The Advocate Aurora and Atrium Health brands will continue to be used in their respective local markets. Wake Forest University School of Medicine will be the academic core of the combined entity. 

The new organization will be headquartered in Charlotte, North Carolina, while continuing to maintain a strong organizational presence in Chicago and Milwaukee, including a new institute for health equity located in Milwaukee.
 
Jim Skogsbergh, president and CEO of Advocate Aurora Health and Eugene A. Woods, president and CEO of Atrium Health, will serve as co-CEOs for the first 18 months, at which point Skogsbergh will retire and Woods will become the sole CEO.

No assets will be transferred as part of the combination, the organizations said. Neither Advocate Aurora Health nor Atrium Health have agreed to assume any liability for or otherwise guarantee the other organization’s debt as part of the transaction. 

The Advocate Aurora Health and Atrium Health Boards of Directors unanimously approved the agreement, which is subject to regulatory review.

WHAT’S THE IMPACT

The merger is being touted as combining the clinical expertise of both health systems, includings medical research and population health – as well as advanced capabilities in data analytics and digital consumer infrastructure.
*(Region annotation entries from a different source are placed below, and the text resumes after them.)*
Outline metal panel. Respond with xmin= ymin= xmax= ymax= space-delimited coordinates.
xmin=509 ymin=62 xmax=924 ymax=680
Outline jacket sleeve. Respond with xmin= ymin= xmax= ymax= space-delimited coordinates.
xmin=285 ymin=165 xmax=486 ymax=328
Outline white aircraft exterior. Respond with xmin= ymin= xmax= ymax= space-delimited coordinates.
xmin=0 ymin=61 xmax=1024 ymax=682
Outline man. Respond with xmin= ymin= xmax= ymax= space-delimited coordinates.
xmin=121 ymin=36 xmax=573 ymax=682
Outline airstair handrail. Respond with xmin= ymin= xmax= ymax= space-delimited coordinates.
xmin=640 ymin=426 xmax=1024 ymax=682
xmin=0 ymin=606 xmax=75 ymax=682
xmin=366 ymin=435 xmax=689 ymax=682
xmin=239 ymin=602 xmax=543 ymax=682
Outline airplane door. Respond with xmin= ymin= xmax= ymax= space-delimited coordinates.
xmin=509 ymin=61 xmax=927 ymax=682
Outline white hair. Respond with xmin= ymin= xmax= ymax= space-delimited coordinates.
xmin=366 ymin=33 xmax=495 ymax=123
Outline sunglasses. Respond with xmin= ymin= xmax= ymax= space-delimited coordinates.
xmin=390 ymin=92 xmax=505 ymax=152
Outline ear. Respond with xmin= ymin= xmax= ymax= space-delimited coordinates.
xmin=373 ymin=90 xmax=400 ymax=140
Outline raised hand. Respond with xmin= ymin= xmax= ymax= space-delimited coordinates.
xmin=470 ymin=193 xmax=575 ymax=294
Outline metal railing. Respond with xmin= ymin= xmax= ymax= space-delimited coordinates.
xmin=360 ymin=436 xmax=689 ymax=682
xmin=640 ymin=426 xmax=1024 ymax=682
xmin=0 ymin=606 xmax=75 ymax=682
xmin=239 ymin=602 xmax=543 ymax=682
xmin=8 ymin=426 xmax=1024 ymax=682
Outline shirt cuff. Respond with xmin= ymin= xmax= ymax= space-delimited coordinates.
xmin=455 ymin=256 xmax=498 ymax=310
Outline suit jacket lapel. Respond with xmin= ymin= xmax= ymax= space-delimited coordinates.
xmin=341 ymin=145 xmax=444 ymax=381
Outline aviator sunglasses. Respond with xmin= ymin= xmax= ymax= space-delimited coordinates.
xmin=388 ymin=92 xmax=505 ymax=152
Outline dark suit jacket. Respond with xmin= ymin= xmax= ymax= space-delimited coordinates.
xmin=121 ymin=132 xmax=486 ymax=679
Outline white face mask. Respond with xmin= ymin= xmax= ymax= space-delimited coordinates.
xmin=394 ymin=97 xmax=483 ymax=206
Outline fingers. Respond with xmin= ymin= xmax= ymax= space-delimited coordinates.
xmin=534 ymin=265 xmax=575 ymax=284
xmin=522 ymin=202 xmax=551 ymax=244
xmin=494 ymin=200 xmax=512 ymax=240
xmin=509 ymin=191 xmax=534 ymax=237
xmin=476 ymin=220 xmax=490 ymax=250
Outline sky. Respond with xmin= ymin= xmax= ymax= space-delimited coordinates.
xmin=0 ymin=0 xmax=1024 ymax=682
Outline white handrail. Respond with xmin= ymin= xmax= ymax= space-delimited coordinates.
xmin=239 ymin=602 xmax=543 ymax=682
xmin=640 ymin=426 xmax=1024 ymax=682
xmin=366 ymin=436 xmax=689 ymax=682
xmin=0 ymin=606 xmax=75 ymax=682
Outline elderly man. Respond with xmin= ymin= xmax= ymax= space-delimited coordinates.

Six key focus areas include clinical pre-eminence and safety, health equity, affordability, next-generation workforce, learning and discovery and environmental sustainability. 

The new organization projects to spend $2 billion to address health inequities across both rural and urban underserved communities. It has made a commitment to achieve carbon neutrality by 2030 and a pledge to create more than 20,000 new jobs across the communities the health systems serve.  
  
“The world of healthcare as we know it is changing at warp speed – and it is rapidly becoming more digital, personalized, scientific and complex,” said Atrium Health CEO and President Eugene A. Woods. “This strategic combination will enable us to deepen our commitments to health equity, create more jobs and opportunities for our teammates and communities, launch new game-changing innovations and so much more.”
 
THE LARGER TREND

In 2020, Advocate Aurora Health explored a merger with Beaumont Health to create a $17 billion nonprofit health system across Michigan, Wisconsin and Illinois. But four months after signing a non-binding letter of intent to merge, the systems called off the deal due to the COVID-19 pandemic and concerns raised by physicians and a former Beaumont Health trustee.

In 2018, Advocate Health Care and Aurora Health Care combined to create Advocate Aurora Health.